Key takeaways
AI agents are doing real work now. They resolve support tickets, update CRM records, draft journal entries, review contracts, and ship code. Inference bills are growing faster than AI adoption. The org chart mix is shifting toward digital labor.
But most SaaS companies still can't report the work their AI is doing. The default metric became tokens. And tokens are not a business metric.
This is the measurement gap, and it's the single biggest reporting problem in SaaS today. It affects:
If you're a SaaS CFO or founder trying to figure out which AI metrics matter and which ones are vanity in a trench coat, this framework is where to start.
Here are the four layers from infrastructure usage to business impact.
Tokens processed. API calls. Compute hours. Inference cost.
Useful for cost management, especially when AI sits in COGS for revenue delivery. It's a necessary input to gross margin. Finance and product need it.
But it's not enough for customers, boards, or investors. "We processed 9B tokens" is a fact about your bill, not your business.
CRM records updated. Reports drafted. Code completions accepted. Reconciliations attempted. Workflows triggered.
This is the right place to start. Layer 2 captures the countable actions the AI performed. You know the work happened. You don't yet know whether it mattered to your business or department.
This is the easiest layer to instrument, and the most underbuilt one. Most companies skip from Layer 1, tokens, to Layer 4, claimed business impact, without ever defining what work the AI is doing in between.
Tickets resolved. Demo meetings booked. Qualified leads created. Deals closed. PRs merged.
An outcome is a work unit verified to produce a defined business result. You can count it, and it has a clear business meaning. This is where outcome-based pricing lives.
It's also where most of the public AI pricing innovation is happening. Intercom Fin charges $0.99 per resolution, and Zendesk includes a fixed number of resolutions per agent per month.
Hours saved. Cost avoided. Headcount avoided. Revenue influenced. Pipeline generated. Renewal lift. CSAT improvement.
This is the CFO endgame. And the Agentic AI endgame. It's what customers, boards, and investors actually want to see. But Layer 4 is estimated, not counted so the work isn't producing the number, it's defending the methodology that produces the number.
You can only credibly defend Layer 4 when it's anchored on Layer 3 outcomes that were anchored on Layer 2 work that was anchored on clean Layer 1 data.

Each layer requires the layer below it to be true.
You cannot claim Layer 4 hours saved without Layer 3 resolutions. You cannot count resolutions without instrumented Layer 2 work. You cannot instrument work without clean Layer 1 data.

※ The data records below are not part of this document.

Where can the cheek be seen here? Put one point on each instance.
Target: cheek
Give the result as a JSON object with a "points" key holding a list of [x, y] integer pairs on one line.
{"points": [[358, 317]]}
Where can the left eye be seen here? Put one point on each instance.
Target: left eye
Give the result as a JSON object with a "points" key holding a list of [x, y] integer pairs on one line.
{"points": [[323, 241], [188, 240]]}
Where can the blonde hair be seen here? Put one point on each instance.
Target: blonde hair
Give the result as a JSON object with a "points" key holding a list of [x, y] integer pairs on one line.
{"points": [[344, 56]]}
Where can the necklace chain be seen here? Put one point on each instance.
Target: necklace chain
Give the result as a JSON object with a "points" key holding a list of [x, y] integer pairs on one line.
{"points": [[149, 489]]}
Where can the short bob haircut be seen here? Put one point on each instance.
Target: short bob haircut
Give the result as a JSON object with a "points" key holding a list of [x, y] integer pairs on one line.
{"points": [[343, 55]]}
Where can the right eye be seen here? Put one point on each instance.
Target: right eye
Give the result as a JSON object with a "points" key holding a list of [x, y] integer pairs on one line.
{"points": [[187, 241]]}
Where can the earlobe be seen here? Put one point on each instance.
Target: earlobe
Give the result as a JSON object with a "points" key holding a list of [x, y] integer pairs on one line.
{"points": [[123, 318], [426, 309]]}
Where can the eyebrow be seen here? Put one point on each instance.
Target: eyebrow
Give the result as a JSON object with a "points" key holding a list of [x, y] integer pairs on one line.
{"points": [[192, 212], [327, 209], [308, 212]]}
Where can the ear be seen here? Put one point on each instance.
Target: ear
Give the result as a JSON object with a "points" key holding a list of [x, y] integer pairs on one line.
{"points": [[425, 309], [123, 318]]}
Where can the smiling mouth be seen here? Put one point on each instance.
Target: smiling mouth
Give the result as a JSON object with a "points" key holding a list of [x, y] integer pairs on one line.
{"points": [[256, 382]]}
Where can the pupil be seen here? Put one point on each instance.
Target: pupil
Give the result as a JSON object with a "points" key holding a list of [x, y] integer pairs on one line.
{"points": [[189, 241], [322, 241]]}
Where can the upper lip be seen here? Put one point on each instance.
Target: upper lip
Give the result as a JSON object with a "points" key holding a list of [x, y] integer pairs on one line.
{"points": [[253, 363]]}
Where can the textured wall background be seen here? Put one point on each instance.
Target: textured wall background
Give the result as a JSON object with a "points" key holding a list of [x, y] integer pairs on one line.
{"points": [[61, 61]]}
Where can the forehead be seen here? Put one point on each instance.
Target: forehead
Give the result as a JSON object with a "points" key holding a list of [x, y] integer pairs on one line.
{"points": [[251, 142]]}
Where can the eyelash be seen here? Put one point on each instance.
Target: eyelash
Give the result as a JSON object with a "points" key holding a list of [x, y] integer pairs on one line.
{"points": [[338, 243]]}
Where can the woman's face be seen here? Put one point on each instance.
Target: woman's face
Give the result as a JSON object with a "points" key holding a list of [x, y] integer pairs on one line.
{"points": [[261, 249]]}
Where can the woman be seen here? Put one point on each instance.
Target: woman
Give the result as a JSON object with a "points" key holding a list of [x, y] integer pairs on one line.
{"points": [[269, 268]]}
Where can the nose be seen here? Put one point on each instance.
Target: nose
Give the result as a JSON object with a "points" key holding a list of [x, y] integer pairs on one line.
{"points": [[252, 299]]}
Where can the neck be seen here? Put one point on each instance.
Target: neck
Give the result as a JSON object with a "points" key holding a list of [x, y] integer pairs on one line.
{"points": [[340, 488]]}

This is why the maturity curve looks like this:
|
Maturity |
Where they are |
|
Most companies |
Stuck at consumption — token charts only |
|
Better |
Building work-unit instrumentation |
|
Leaders |
Counting outcomes — and pricing on them |
|
The best |
Reporting business impact with defended methodology |
If you're showing your board a token chart, you're at the very bottom of this curve.
The framework isn't theoretical. Public companies are setting the pace, because Wall Street analysts expect real ROI conversation to justify stock price targets.
Salesforce introduced the Agentic Work Unit in 2026. The definition: one AWU equals one discrete task completed by an AI agent; a record updated, a workflow triggered, a decision made, an MCP called.
The numbers Salesforce has disclosed:
This is a serious public attempt to define a unit of AI work. It's Layer 2 done well.
But Layer 2 isn't Layer 3. Of those 771M AWUs, how many produced a defined business outcome? That's the question Salesforce hasn't fully answered yet, and it's the question every CFO needs to answer for their own AI features.

If you put work units in the numerator and token counts in the denominator, you get an efficiency ratio. A rising ratio means your platform is getting more efficient; meaning, more work delivered per unit of inference. Track it monthly. It's one of the cleanest signals you can show a board.
ServiceNow: charge for Layer 1/2, defend Layer 4 internally first
ServiceNow runs a hybrid pricing model; seats plus AI usage entitlements, or Now Assist Packs. The disclosed numbers:
Separately, ServiceNow CFO Gina Mastantuono disclosed roughly $100M in internal headcount-related savings from deploying ServiceNow's own AI products. That's Layer 4 and eating their own dog food to show business impact (layer 4).
The CFO takeaway: charge for Layer 1/2 consumption. Defend Layer 4 internally first before asking customers to defend their numbers.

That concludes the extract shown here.